Rainbow flags and corsages were waving high in front of the Stonewall Inn in Greenwich Village last night. There’s much to celebrate about the 9th Circuit’s ruling issued yesterday confirming the lower court finding that Proposition 8 was unconstitutional. As I noted yesterday and Nan Hunter pointed out as well in her reading of the opinion, the reasoning used by the court minimizes the likelihood that the Supreme Court will take it up on appeal.
But what’s even more interesting about the opinion, now that I’ve had overnight to think about it, is the degree to which the 9th Circuit’s ruling amounts to a pretty definitive slap down of the Boies and Olson strategy in litigating the case. Recall that one of the main approaches taken at the trial by the so-called “dream team” was to paint a picture of marriage as the most sacred, revered, mature form of adult coupling, thus denying access to marriage for same-sex couples is a constitutional injury because of the fundamental-ness and sacredness of marriage.
Instead, the reasoning used in Judge Stephen R. Reinhardt’s opinion marks a triumph for the fabulous and smart Therese Stewart, the lawyer in the San Francisco City Attorney’s office who has shined time and again in oral argument and in briefs filed in the marriage equality litigation in California.
Judge Reinhardt chose Stewart’s argument, not that of Boies and Olson, as the ground on which to base the affirmance of Judge Walker’s lower court opinion. Indeed, he even said so explicitly on page 33 of the opinion. Her argument was that the wrong of Proposition 8 lie in how “it singles out same-sex couples for unequal treatment by taking away from them alone the right to marry, and this action amounts to a distinct constitutional violation because the Equal Protection Clause protects minority groups from being targeted for the deprivation of an existing right without a legitimate reason.”
The case, in Stewart’s and the 9th Circuit’s view, turned on the fact that Prop 8 withdrew from same-sex couples a right that California had already granted them. This creates a different constitutional injury than refusing to grant the right in the first place. In the court’s words, the problem under this framing is “the targeted exclusion of a group of citizens from a right or benefit that they had enjoyed on equal terms with all other citizens.”
The wisdom of this approach, to my mind, is that the constitutional problem turns on the withdrawal of the right, not on the sanctity or fundamental-ness of the right withdrawn.
Reinhardt is clear about this: “The constitutional injury … has little to do with the substance of the right or benefit from which a group is excluded, and much to do with the act of exclusion itself.”
What’s wonderful about this approach is that it not only minimizes the likelihood of Supreme Court review, but it avoids the kind of sermonizing about the sanctity of the marital relation that characterized Olson and Boies’ approach as well as that of a number of courts that have addressed the marriage equality issue. The court can find a constitutional problem with Prop 8 while remaining agnostic on the question of marriage and on the question of whether the state should be in the marriage business at all. In this respect, the 9th Circuit and Stewart figure marriage as akin to any other state licensing regime: you may not have a constitutional right to the license in the first place (such as a fishing license), but once you start issuing the licenses you can’t then target a particular group, such as catholics, Romanians, or gay people, and take away their right to the license.

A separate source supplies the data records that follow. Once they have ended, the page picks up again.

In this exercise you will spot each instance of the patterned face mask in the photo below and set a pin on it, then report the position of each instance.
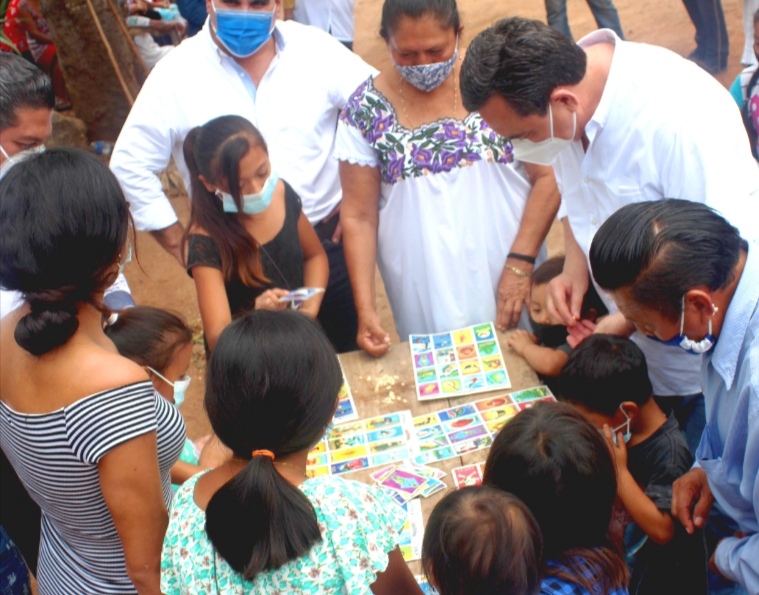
(427, 77)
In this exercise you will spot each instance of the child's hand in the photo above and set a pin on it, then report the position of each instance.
(619, 450)
(269, 300)
(520, 339)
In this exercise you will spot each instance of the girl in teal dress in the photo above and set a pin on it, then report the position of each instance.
(257, 524)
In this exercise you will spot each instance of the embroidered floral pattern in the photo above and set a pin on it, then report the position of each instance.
(433, 148)
(359, 526)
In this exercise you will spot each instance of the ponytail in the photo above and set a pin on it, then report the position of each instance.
(272, 382)
(258, 521)
(214, 151)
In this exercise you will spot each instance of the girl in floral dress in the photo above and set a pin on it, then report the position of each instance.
(257, 524)
(431, 192)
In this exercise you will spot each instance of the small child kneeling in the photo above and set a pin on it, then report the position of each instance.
(482, 541)
(546, 348)
(606, 379)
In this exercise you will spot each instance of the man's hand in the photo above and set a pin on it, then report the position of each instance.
(513, 293)
(691, 499)
(269, 300)
(371, 337)
(580, 331)
(520, 339)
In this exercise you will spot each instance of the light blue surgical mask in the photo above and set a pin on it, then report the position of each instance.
(252, 204)
(427, 77)
(627, 435)
(543, 152)
(180, 385)
(243, 32)
(689, 345)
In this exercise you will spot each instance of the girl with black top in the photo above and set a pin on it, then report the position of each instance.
(249, 242)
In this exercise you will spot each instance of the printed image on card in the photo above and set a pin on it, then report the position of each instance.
(470, 427)
(351, 446)
(459, 362)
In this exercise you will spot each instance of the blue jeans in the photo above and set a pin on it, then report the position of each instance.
(603, 11)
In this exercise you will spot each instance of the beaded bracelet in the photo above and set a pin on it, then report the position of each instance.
(518, 272)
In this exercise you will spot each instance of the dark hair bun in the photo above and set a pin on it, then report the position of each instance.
(50, 324)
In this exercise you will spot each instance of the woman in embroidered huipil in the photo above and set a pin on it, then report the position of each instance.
(431, 192)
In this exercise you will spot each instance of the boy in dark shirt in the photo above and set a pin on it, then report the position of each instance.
(606, 378)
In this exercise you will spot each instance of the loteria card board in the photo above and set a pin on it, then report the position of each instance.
(362, 444)
(346, 406)
(472, 426)
(460, 362)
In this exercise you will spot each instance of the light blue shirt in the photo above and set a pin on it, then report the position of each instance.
(729, 448)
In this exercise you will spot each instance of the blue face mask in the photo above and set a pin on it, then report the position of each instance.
(628, 434)
(252, 204)
(689, 345)
(243, 32)
(180, 385)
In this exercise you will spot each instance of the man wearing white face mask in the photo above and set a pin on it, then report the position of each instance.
(290, 81)
(620, 122)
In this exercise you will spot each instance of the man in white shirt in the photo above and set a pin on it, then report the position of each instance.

I’ve railed on in other places (here, here, and here for starters) about the difference between the fundamental rights argument and the “marriage as license” approach, clearly preferring the latter. I’m thrilled that the 9th Circuit’s opinion in Perry has joined the less moralistic side of the argument, rejecting the tactic taken by Boies and Olson at trial.
Let’s hope that if and when the case is appealed, wiser minds let Terry Stewart take the lead in framing the question on appeal.